Jean Bellorini s’adresse à vous
Depuis plusieurs mois, l’idée que le théâtre, l’opéra, la musique, le spectacle qu’on dit « vivant » pourraient nous parvenir aussi bien via nos écrans que dans une salle, que l’œuvre d’art pourrait se dématérialiser et s’exprimer pleinement à distance, s’insinue dans les esprits.
Nous faire croire que l’on peut avoir accès à l’art par le biais du numérique est un mensonge.
Car l’appréhension solitaire d’un spectacle le transforme automatiquement en produit.
Pour révéler son essence même, esthétique et symbolique, l’art nécessite de partager en silence le temps du regard. Et de former ainsi communauté, bien qu’on soit en présence d’inconnus.
L’ absence, le manque révèlent en profondeur ce besoin. Nous ressentons alors combien il est impossible de faire société sans un art partagé.
Le fait, en tant que spectateur de se sentir acteur (c’est-à-dire agissant pendant la représentation, par l’écoute, la présence, l’appartenance à un groupe) est unique et n’a lieu qu’en présence d’Hommes face à d’autres Hommes. Au théâtre, c’est précisément la question de l’être qui est proposée. Le spectateur n’est pas passif, il ne consomme pas. L’art est une valeur et non un produit. Ce moment de crise aura au moins permis de délimiter plus précisément cette frontière.

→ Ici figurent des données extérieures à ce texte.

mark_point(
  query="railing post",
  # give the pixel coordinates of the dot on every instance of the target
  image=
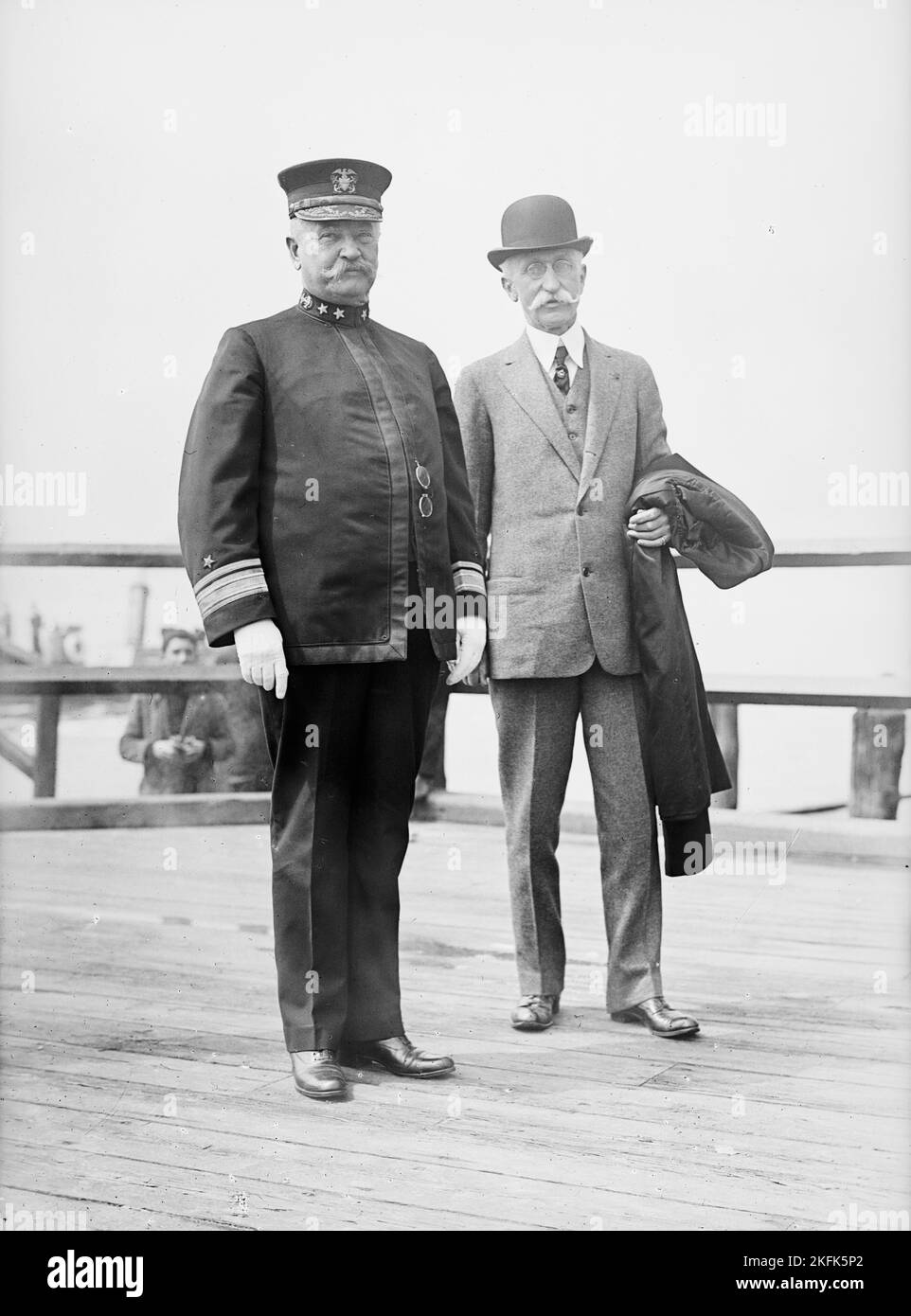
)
(876, 762)
(45, 749)
(724, 720)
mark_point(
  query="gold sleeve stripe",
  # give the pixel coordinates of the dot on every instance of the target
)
(223, 571)
(468, 576)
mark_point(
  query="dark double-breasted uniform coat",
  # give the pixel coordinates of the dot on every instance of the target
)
(323, 486)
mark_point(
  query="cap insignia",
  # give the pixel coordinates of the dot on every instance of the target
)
(344, 181)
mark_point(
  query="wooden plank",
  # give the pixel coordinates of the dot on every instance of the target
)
(67, 679)
(13, 753)
(154, 984)
(145, 810)
(790, 553)
(819, 691)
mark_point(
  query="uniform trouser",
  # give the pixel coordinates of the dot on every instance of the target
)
(536, 726)
(345, 744)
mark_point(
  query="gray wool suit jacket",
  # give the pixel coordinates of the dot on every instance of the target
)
(559, 560)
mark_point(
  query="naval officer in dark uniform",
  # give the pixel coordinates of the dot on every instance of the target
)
(328, 530)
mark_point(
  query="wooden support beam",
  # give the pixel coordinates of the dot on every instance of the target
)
(876, 763)
(14, 755)
(45, 750)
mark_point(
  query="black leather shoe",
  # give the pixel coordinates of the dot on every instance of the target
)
(657, 1015)
(398, 1056)
(535, 1013)
(316, 1074)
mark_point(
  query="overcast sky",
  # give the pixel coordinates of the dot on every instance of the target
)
(763, 276)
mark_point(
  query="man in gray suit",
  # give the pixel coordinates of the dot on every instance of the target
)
(556, 429)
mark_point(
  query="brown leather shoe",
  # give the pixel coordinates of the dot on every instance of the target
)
(657, 1015)
(535, 1013)
(316, 1074)
(399, 1056)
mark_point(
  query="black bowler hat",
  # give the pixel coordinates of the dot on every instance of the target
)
(533, 223)
(334, 189)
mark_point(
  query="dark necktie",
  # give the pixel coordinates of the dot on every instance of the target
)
(561, 373)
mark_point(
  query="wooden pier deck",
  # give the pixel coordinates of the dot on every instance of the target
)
(145, 1083)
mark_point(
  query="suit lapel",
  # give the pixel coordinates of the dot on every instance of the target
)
(523, 380)
(603, 394)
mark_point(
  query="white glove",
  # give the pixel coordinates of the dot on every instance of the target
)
(472, 640)
(260, 655)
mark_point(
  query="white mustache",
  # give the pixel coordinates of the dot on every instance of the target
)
(563, 297)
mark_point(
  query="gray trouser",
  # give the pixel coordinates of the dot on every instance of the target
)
(536, 725)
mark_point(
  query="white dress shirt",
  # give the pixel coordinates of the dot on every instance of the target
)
(544, 347)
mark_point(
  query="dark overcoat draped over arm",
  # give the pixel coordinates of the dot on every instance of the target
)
(727, 542)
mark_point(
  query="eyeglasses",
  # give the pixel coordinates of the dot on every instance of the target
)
(424, 502)
(561, 267)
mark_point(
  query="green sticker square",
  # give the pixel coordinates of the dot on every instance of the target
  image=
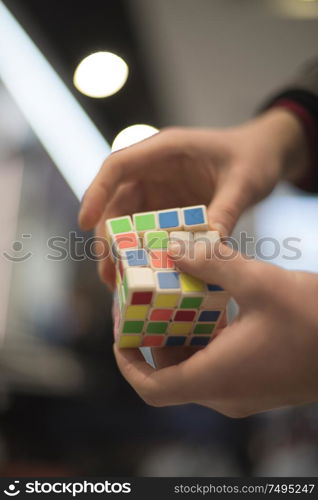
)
(145, 222)
(133, 326)
(122, 225)
(157, 240)
(157, 327)
(207, 328)
(191, 302)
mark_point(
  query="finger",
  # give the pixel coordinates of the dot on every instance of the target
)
(230, 200)
(171, 385)
(123, 166)
(216, 264)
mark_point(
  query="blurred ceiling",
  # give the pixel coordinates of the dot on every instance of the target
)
(68, 31)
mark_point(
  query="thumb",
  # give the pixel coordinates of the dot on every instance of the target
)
(217, 264)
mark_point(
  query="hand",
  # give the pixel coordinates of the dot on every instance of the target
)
(228, 170)
(267, 358)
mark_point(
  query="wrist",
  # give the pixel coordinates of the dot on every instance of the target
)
(289, 142)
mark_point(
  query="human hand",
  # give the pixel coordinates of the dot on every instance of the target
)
(228, 170)
(266, 358)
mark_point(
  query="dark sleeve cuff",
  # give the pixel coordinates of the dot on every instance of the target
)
(305, 106)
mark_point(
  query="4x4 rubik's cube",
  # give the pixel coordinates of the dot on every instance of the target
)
(155, 305)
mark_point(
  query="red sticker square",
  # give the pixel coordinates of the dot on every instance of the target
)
(153, 340)
(126, 240)
(161, 314)
(161, 260)
(141, 298)
(184, 315)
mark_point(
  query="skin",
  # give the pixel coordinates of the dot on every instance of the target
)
(267, 357)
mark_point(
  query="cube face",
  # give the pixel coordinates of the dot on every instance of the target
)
(145, 222)
(168, 281)
(120, 225)
(204, 328)
(189, 284)
(191, 302)
(166, 300)
(199, 341)
(195, 218)
(161, 314)
(157, 327)
(184, 315)
(133, 326)
(209, 316)
(156, 240)
(159, 259)
(170, 220)
(141, 298)
(153, 340)
(155, 304)
(180, 328)
(125, 240)
(176, 341)
(136, 312)
(136, 258)
(130, 341)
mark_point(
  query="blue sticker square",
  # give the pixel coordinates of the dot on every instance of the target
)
(168, 219)
(137, 257)
(176, 340)
(200, 341)
(193, 216)
(168, 281)
(215, 288)
(209, 316)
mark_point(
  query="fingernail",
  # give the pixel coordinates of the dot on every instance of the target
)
(174, 248)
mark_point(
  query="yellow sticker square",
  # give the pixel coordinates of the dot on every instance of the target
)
(166, 300)
(180, 328)
(130, 341)
(136, 312)
(191, 284)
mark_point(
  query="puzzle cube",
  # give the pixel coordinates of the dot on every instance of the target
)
(195, 218)
(146, 221)
(156, 305)
(170, 220)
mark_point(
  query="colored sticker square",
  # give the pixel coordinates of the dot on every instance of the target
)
(176, 340)
(156, 239)
(137, 257)
(184, 315)
(180, 328)
(126, 240)
(161, 314)
(169, 219)
(157, 327)
(190, 284)
(133, 326)
(130, 341)
(153, 340)
(209, 315)
(140, 298)
(204, 329)
(161, 260)
(122, 225)
(145, 222)
(191, 302)
(168, 281)
(166, 300)
(193, 216)
(215, 288)
(136, 312)
(198, 341)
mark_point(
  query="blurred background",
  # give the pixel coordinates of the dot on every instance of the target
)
(64, 408)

Alors aujourd’hui, je ne m’adresse pas au gouvernement qui, sans lui faire de procès d’intention quant au mépris affiché envers le monde du spectacle vivant, démontre surtout une méconnaissance profonde de ce besoin vital d’art.
Je m’adresse à vous, spectateurs
Cela fait longtemps que je ne vous ai pas écrit, trop longtemps que vous n’avez pas franchi les portes du TNP.
Nous n’avons même pas eu le temps de faire connaissance, alors que mon arrivée à la tête de ce grand théâtre remonte maintenant à une année. Quelle année…
Choc après choc, j’ai tenté d’adapter, de reconstruire, d’impulser un travail d’équipe où tous (artistes, techniciens, personnel administratif) trouvent une place juste.
Le second confinement a été, d’une certaine façon, moins douloureux que le premier, car nous avons au moins pu répéter. Nous avons tenté de préparer l’avenir et j’ai eu le sentiment de pouvoir faire une partie de mon métier.
L’ annonce jeudi 10 décembre du maintien de la fermeture des lieux de culture a brisé net l’illusion fragile de cette semi-liberté.
Car sans vous, notre existence n’a pas de sens. Nous ne sommes que trop prêts. Nous vous attendons. Nous attendons que le noir se fasse de nouveau avant le début de la représentation. Nous attendons ce vertige partagé, ce suspens au-dessus d’une promesse.
Pour que les histoires des Hommes parviennent aux Hommes, pour que la chaîne ne rompe jamais, pour que la reconnaissance de soi dans l’autre répare, pour que la poésie des mots traverse les corps.
Pour voir vos yeux brillants allumés par une voix.
Comment continuer à faire du théâtre sans vous ?
Comment supporter encore ce silence qui est un vide, celui de votre absence ?
Malgré tous ces doutes, je veux croire à votre retour proche. Je vous souhaite, pour les fêtes de fin d’année, du repos après les épreuves. Reprenez souffle.
À bientôt, chères spectatrices, chers spectateurs.